You can download a copy of this file here.
Running functional enrichment (ORA/GSEA)
Let’s head to the website WebGestalt.
Run ORA
Click “Click to upload” next to “Upload ID List”.
Upload geneids_sig.txt
.
For the reference set, select “genome protein-coding”.
In advanced parameters, switch from top 10 to FDR 0.05.
Let’s look at the results!
Let’s scroll down and click on “response to oxygen levels”, as this seems pretty relevant for an airway dataset.
We can scroll through and look at the genes that are in this gene set, that are differentially expressed.
Run GSEA.
Let’s move on to running gene set enrichment analysis (GSEA).
For the tab at the top, switch to “Gene Set Enrichment Analysis”.
Switch back the functional database to the same as before (geneontology, Biological Process noRedundant).
This time, upload gsea_input_corrected_minus_NA.txt
.
Also reset the advanced parameters to select based on FDR of 0.05 rather than the top 10 again.
We get the following error message.
Turns out, this is as simple as renaming the file!
Let’s change the file suffix to “.rnk” instead of “.txt” (rename the file).

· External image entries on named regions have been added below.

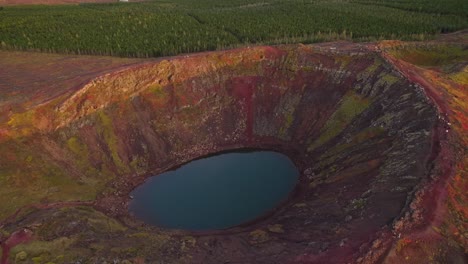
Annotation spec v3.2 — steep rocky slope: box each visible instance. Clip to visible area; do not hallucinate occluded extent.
[0,37,463,263]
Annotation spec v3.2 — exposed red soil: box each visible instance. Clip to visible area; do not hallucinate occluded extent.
[0,34,466,264]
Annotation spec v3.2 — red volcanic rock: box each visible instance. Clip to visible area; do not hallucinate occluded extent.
[0,38,466,264]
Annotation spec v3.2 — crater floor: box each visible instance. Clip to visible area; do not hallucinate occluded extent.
[0,33,468,264]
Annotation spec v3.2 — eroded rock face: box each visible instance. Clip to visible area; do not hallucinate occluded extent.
[0,45,438,263]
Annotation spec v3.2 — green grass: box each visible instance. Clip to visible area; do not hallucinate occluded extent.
[390,45,468,67]
[0,0,468,57]
[308,92,370,151]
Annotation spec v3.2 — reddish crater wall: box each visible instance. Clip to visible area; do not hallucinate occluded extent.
[2,45,454,263]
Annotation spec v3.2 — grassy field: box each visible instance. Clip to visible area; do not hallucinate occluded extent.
[0,0,468,57]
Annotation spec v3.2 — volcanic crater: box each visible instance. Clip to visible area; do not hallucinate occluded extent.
[0,44,456,264]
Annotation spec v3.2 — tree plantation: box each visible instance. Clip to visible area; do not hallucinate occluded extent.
[0,0,468,57]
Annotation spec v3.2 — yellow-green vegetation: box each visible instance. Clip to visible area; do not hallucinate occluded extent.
[10,237,76,263]
[308,91,370,151]
[0,139,96,219]
[388,44,468,69]
[96,110,128,173]
[0,0,468,57]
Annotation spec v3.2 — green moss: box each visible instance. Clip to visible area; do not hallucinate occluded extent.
[381,74,398,86]
[357,58,383,80]
[0,139,96,219]
[11,237,75,263]
[98,111,129,173]
[67,137,88,157]
[307,91,370,151]
[87,211,127,233]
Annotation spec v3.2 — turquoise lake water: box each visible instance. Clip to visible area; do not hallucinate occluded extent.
[129,151,299,230]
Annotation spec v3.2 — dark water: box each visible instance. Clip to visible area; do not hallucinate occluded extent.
[130,151,299,230]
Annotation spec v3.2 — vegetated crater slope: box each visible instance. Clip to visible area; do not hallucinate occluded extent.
[0,44,454,263]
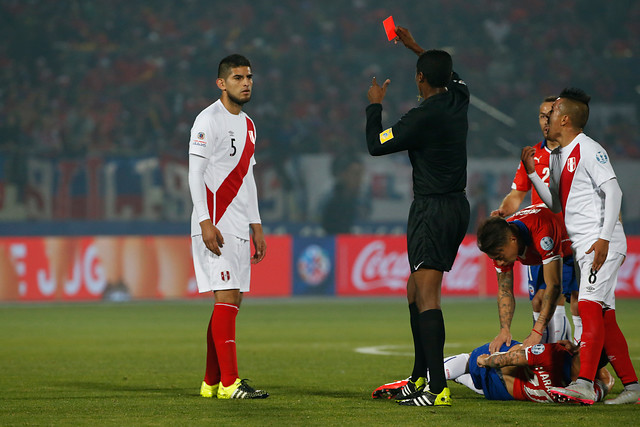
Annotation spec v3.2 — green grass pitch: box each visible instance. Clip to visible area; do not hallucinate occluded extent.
[0,298,640,426]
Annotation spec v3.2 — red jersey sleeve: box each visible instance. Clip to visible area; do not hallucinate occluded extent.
[511,162,531,193]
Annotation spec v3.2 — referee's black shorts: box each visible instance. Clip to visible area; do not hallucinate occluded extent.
[407,192,470,273]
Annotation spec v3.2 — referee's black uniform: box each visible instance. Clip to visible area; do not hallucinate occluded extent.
[366,73,469,272]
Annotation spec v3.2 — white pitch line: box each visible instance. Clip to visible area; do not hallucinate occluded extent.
[354,343,462,357]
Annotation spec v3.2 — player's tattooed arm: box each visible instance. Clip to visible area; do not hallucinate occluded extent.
[489,270,516,353]
[478,348,527,368]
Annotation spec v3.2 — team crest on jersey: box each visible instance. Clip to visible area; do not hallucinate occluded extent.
[531,344,544,356]
[596,151,609,165]
[380,128,393,144]
[540,236,554,251]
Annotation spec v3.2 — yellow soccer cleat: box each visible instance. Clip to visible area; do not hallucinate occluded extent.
[398,387,451,406]
[218,378,269,399]
[200,381,218,397]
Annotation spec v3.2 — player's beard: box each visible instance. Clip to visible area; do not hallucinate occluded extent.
[227,92,251,106]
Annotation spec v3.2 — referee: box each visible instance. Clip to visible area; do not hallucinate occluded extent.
[366,27,469,406]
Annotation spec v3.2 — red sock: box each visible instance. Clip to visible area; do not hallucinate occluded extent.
[211,303,238,387]
[578,300,605,381]
[204,313,220,385]
[604,310,638,385]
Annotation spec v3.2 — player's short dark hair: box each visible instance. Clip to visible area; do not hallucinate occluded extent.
[218,53,251,79]
[476,216,511,257]
[558,87,591,129]
[416,49,453,87]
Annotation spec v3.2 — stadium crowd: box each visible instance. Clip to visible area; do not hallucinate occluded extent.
[0,0,640,227]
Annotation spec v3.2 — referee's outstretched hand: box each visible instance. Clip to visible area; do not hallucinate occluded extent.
[367,77,391,104]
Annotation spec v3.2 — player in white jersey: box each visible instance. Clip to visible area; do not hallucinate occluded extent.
[189,55,269,399]
[522,89,640,404]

Below is shown how to do this using Mac’s Finder program - you can do this however you would normally for your system.
Now, go back and redo all of the above, but input gsea_input_corrected_minus_NA.rnk.

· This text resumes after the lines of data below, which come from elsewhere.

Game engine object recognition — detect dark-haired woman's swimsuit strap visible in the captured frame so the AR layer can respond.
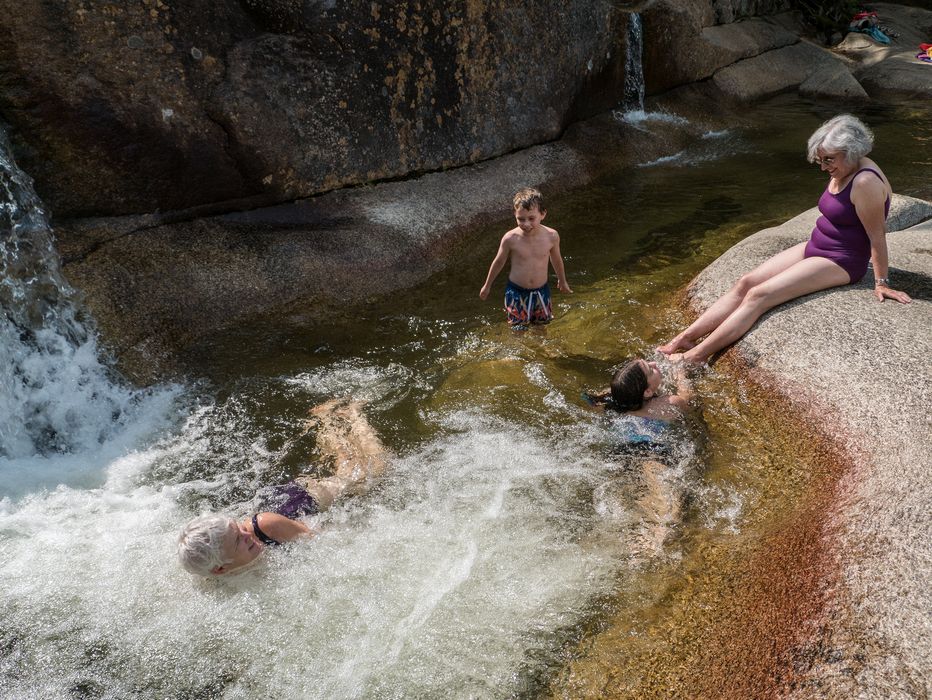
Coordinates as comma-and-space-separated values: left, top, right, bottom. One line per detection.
803, 168, 890, 284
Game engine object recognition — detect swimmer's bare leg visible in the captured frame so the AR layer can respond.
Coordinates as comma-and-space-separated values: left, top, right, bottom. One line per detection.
637, 460, 682, 556
295, 398, 385, 510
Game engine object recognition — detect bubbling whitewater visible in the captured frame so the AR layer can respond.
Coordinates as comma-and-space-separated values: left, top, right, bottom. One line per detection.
0, 134, 172, 496
0, 364, 700, 698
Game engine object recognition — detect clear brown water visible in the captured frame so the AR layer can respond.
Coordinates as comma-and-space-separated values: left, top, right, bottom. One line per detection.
0, 98, 932, 697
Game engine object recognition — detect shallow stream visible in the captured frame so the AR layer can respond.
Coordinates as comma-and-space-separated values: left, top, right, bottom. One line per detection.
0, 98, 932, 698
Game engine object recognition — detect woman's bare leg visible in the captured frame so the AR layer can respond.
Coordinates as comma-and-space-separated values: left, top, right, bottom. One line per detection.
657, 243, 806, 355
295, 399, 385, 510
670, 257, 850, 364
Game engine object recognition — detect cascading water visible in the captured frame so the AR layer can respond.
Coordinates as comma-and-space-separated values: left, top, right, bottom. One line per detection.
0, 132, 177, 496
622, 12, 644, 112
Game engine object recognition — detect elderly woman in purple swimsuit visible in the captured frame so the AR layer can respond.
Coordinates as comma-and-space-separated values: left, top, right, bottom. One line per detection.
178, 399, 385, 576
657, 114, 911, 364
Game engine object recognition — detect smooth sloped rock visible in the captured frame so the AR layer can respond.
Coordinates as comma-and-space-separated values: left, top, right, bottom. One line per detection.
691, 197, 932, 698
799, 61, 868, 100
0, 0, 628, 216
712, 42, 860, 101
56, 109, 706, 381
642, 0, 798, 94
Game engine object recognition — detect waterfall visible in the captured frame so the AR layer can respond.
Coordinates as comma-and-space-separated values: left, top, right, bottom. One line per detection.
0, 131, 166, 474
622, 12, 644, 112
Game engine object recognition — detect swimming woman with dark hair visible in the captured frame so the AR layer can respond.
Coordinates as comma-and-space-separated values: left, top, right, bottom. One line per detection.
586, 359, 693, 556
588, 359, 693, 443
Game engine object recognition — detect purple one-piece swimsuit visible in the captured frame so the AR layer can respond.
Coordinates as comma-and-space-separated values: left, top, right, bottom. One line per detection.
252, 481, 320, 546
803, 168, 890, 284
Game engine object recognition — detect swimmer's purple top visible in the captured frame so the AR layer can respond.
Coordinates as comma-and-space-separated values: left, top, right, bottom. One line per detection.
804, 168, 890, 284
252, 481, 320, 546
269, 481, 320, 520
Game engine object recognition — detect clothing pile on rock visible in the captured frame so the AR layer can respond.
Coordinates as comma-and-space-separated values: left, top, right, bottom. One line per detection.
916, 44, 932, 63
848, 10, 900, 44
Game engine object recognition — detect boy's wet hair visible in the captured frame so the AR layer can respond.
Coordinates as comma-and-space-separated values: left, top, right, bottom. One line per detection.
586, 359, 647, 413
514, 187, 547, 212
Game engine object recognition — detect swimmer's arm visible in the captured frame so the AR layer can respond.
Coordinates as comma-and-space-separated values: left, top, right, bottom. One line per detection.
550, 229, 573, 294
670, 363, 695, 412
258, 513, 314, 542
851, 173, 911, 304
479, 231, 511, 299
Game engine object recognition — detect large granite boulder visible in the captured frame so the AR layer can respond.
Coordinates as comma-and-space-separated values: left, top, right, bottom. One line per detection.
690, 197, 932, 698
0, 0, 628, 217
712, 41, 867, 102
56, 107, 708, 382
642, 0, 799, 94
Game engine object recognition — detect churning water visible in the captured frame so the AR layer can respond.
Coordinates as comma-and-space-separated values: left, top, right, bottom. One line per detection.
0, 104, 929, 698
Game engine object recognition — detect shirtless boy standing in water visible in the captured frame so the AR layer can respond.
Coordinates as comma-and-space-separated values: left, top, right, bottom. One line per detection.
479, 188, 573, 330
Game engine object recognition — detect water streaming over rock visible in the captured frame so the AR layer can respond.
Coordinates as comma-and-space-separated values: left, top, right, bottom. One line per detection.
0, 127, 177, 496
622, 12, 644, 112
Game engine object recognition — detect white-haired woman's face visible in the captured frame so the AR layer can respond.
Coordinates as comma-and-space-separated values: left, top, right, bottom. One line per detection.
815, 146, 857, 180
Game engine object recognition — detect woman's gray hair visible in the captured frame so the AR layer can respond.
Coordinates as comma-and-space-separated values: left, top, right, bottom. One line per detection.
178, 515, 236, 576
806, 114, 874, 164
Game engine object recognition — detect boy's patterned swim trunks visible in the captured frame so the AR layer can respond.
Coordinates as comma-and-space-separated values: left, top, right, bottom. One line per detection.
505, 280, 553, 328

This time it should work, and output something like the following:
Hm - fewer categories than we might have expected?
Let’s redo, but change functional database to pathway
= Kegg
.
Click on autophagy.
Nice! For this test we also get a value that gives the relative magnitude of change (here, all the categories seem to be ones associated with genes upregulated upon treatment).
Key Points
Normalization is necessary to account for different library sizes between samples.

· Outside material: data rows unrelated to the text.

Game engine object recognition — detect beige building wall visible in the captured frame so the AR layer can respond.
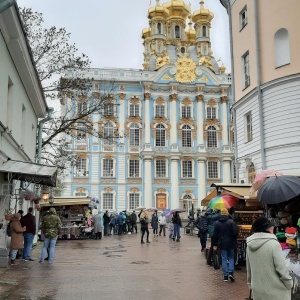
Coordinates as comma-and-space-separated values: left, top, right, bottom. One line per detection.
231, 0, 300, 101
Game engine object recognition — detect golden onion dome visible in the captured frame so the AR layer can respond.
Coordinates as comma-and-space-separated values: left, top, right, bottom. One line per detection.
148, 0, 169, 20
163, 0, 191, 19
142, 28, 151, 40
185, 15, 196, 43
192, 0, 214, 23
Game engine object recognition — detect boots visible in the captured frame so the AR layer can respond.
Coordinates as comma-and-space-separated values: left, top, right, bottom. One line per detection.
10, 259, 20, 266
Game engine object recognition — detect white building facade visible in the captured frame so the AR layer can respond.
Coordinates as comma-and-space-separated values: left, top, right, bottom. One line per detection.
221, 0, 300, 183
61, 1, 234, 212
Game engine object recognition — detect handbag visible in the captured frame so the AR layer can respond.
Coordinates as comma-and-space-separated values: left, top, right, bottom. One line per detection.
213, 250, 221, 270
245, 290, 253, 300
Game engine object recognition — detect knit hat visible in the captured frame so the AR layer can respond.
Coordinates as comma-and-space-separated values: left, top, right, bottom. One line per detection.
221, 208, 228, 216
252, 216, 274, 232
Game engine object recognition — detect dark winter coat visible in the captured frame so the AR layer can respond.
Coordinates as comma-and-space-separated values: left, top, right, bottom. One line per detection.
10, 218, 24, 250
213, 216, 237, 250
21, 213, 36, 235
151, 215, 158, 229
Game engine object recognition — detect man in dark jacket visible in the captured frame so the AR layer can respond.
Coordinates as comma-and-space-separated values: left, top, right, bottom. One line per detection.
213, 208, 237, 282
21, 207, 36, 261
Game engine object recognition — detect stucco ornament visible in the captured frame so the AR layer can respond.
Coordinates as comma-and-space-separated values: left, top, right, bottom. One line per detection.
175, 57, 197, 82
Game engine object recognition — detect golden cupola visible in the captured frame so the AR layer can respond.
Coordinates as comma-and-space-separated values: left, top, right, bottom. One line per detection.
163, 0, 191, 19
148, 0, 169, 20
192, 0, 214, 23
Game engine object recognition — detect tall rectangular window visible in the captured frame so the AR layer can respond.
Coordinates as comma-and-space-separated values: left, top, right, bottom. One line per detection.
208, 161, 219, 178
182, 160, 193, 178
156, 159, 167, 177
129, 104, 140, 117
155, 105, 165, 118
129, 159, 140, 177
242, 52, 250, 88
103, 159, 114, 177
245, 112, 253, 142
206, 106, 217, 119
103, 193, 114, 210
181, 106, 192, 118
239, 6, 248, 30
129, 193, 140, 210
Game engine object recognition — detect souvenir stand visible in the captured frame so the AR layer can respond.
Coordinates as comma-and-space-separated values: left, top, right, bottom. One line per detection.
201, 183, 264, 265
41, 197, 93, 240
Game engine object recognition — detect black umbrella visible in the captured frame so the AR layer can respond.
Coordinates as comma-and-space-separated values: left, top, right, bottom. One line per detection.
257, 176, 300, 204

Dimensional reduction (PCA) can help us understand the relationship between samples, and how it tracks with biological and technical variables.
We often want to include technical variables in the design formula, so that the differential expression comparison may include controlling for these as we solve for the effect of the biological variable.
Heatmaps are a useful visualization for understanding differential expression results, but must often be scaled by gene to become interpretable.
ORA and GSEA accept very different inputs (only DE genes versus all genes), and their outputs may be different as well as a result (though often they include similar categories).